The pull of the prize
For each challenge, NASA partners with a nonprofit organization to administer the contest. The Cleantech Open, a nonprofit dedicated to advancing green technologies, is handling the job for the Night Rover Challenge. They are likely to incur hundreds of thousands of dollars in expenses that they cannot recoup from NASA, so why have they volunteered to do it?
“For all of our challenges,” said Sam Ortega, program manager of NASA’s Centennial Challenges, “we make sure that not only can the technology be infused into NASA, but there also needs to be a back-end market. It would be very difficult to run a competition where a competitor didn’t see an opportunity to create a company and make money outside of NASA. In some cases, we’ve had people who didn’t even make it to the competition, but went off and formed a company and are creating products to sell.”

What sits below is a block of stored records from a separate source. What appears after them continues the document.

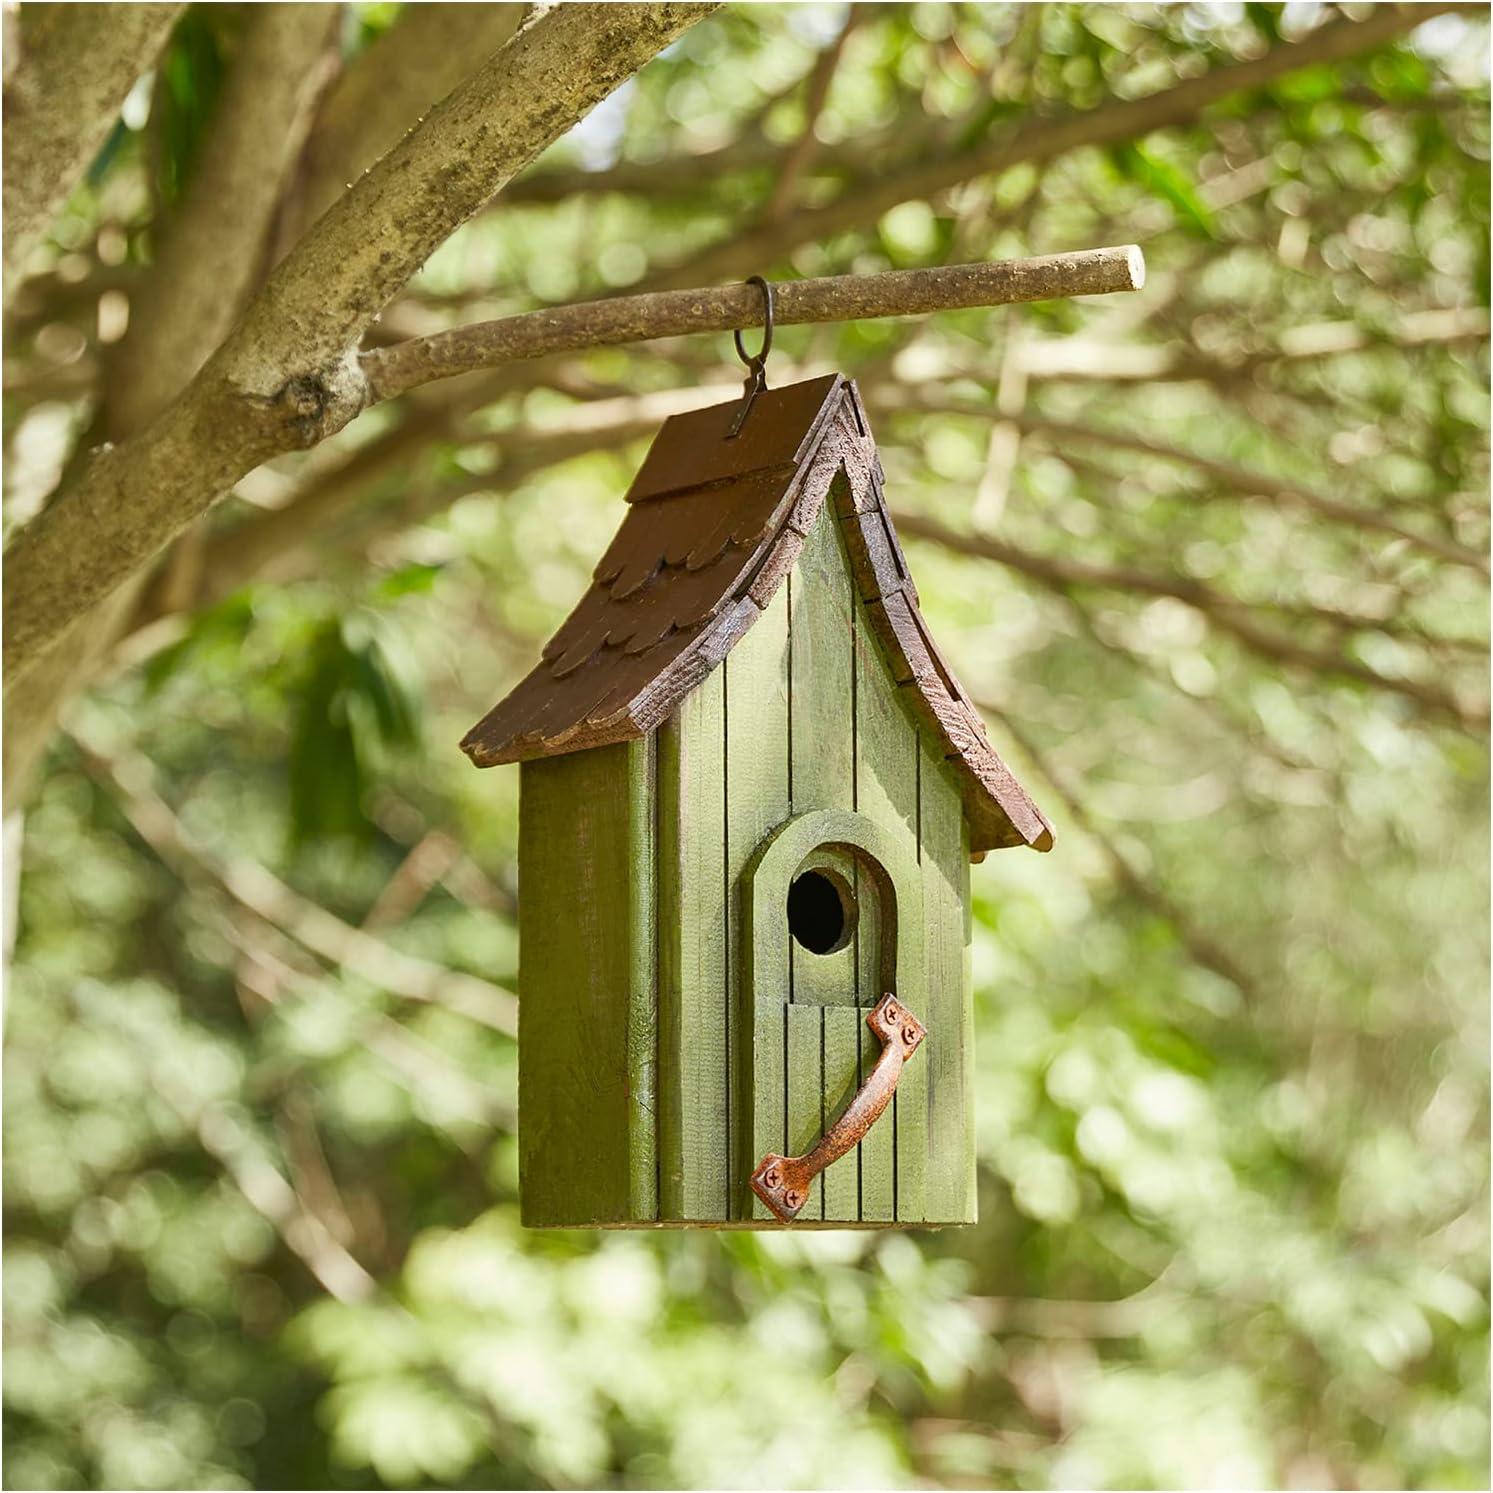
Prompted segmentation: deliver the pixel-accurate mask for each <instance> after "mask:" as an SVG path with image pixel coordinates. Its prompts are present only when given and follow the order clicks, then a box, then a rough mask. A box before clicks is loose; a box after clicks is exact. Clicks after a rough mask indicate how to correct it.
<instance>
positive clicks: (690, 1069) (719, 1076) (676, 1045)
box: [617, 669, 735, 1221]
mask: <svg viewBox="0 0 1493 1493" xmlns="http://www.w3.org/2000/svg"><path fill="white" fill-rule="evenodd" d="M661 736H663V738H664V739H666V749H663V751H661V752H660V767H661V769H663V770H664V772H666V773H667V776H669V782H667V791H666V800H664V802H666V805H667V806H669V812H672V814H673V815H675V827H673V832H672V833H670V835H669V848H670V853H672V855H670V860H669V861H667V863H661V864H660V869H658V893H660V896H658V920H660V929H661V936H663V938H666V939H667V944H669V959H667V972H669V978H667V981H666V982H664V984H663V985H661V988H660V1000H661V1005H663V1009H664V1024H666V1030H667V1033H669V1045H667V1053H666V1059H667V1065H666V1066H663V1067H661V1070H660V1075H658V1084H660V1090H661V1091H663V1109H661V1117H660V1118H661V1135H660V1166H661V1196H660V1203H661V1208H663V1217H664V1218H673V1220H711V1221H720V1220H724V1218H727V1217H729V1208H727V1199H729V1194H730V1188H732V1179H730V1175H729V1165H727V1163H729V1139H730V1054H732V1045H733V1038H735V1033H733V1030H732V1011H730V988H729V981H727V967H729V963H730V948H732V939H730V923H729V918H727V897H726V778H724V769H726V675H724V672H723V670H720V669H717V670H715V672H714V673H711V675H709V676H708V678H706V679H705V682H703V684H700V687H699V688H697V690H694V693H693V694H690V696H688V697H687V699H685V700H684V703H682V705H681V706H679V709H678V711H676V712H675V717H673V720H672V721H670V723H669V724H667V726H666V727H664V729H663V732H661ZM617 873H618V875H624V876H626V875H627V873H629V867H627V864H626V863H620V864H618V866H617Z"/></svg>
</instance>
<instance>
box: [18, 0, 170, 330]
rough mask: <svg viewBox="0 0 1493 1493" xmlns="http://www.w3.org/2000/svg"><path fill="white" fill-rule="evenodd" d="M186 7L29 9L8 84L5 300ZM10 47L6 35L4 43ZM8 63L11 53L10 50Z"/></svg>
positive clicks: (86, 7) (19, 23) (35, 7)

The deadline to register for the Night Rover Challenge is October 25, 2013. Trials will begin in January 2014, with results to be announced the following spring. But Ortega doesn’t anticipate announcing a winner at that point. “We don’t ever expect anybody to win a competition the very first time we offer it,” he said. “We set the bar pretty high and it usually takes two to three years or more to complete a competition.”
Power beaming and green flight
In 2005, for example, NASA issued the Power Beaming Challenge, in which participants were invited to develop a way to transmit power wirelessly to a “space elevator.” Ultimately, such technology could enable an elevator to climb a cable until it left the atmosphere behind and reached a geostationary space station. For the competition, participants used lasers to energize a small elevator climbing a cable that dangled from a helicopter. Nobody succeeded that first year, so NASA repeated the challenge until a winner emerged in 2009.
“We really want our challenges to be very challenging, very difficult -- really stretch and develop some revolutionary technology,” Ortega said. “So we are always looking for ideas that are a little bit out there.”
The Green Flight Challenge, which ran from 2009 to 2011, is a good example. Competitors were asked to design and demonstrate aircraft that get 200 passenger miles per gallon of fuel or equivalent, while at the same time significantly reducing the aircraft’s noise level. “We were really kind of laughed out of the technology sector for general aviation,” Ortega said. “We were told that it was impossible and we were crazy for trying.” But the challenge had the last laugh. Two of the competitors produced twice the required efficiency, achieving about 400 passenger miles per gallon.
Ortega finds that competitions like these spark ingenious solutions to difficult problems. “We are highly focused on attracting citizen inventors,” he said. “Generally competitors are compelled to find the least expensive solution to a problem, and so they’re going to find technologies that already exist and apply them in a different manner than they’ve ever been used before.
" We really want our challenges to be very challenging, very difficult — really stretch and develop some revolutionary technology. "
- Sam Ortega, program manager of NASA’s Centennial Challenges
“A lot of times it’s the most elegant and simple solutions that win the competitions,” he said. “People do the forehead slap: ‘Why didn't we think of that?’ ”
When someone collects the prize money for the Night Rover Challenge by demonstrating the required energy-storage capability at ordinary Earth-based temperature and pressure, NASA will issue Phase 2 of the challenge: demonstrate the technology in vacuum and at the far more demanding temperatures found on the lunar surface.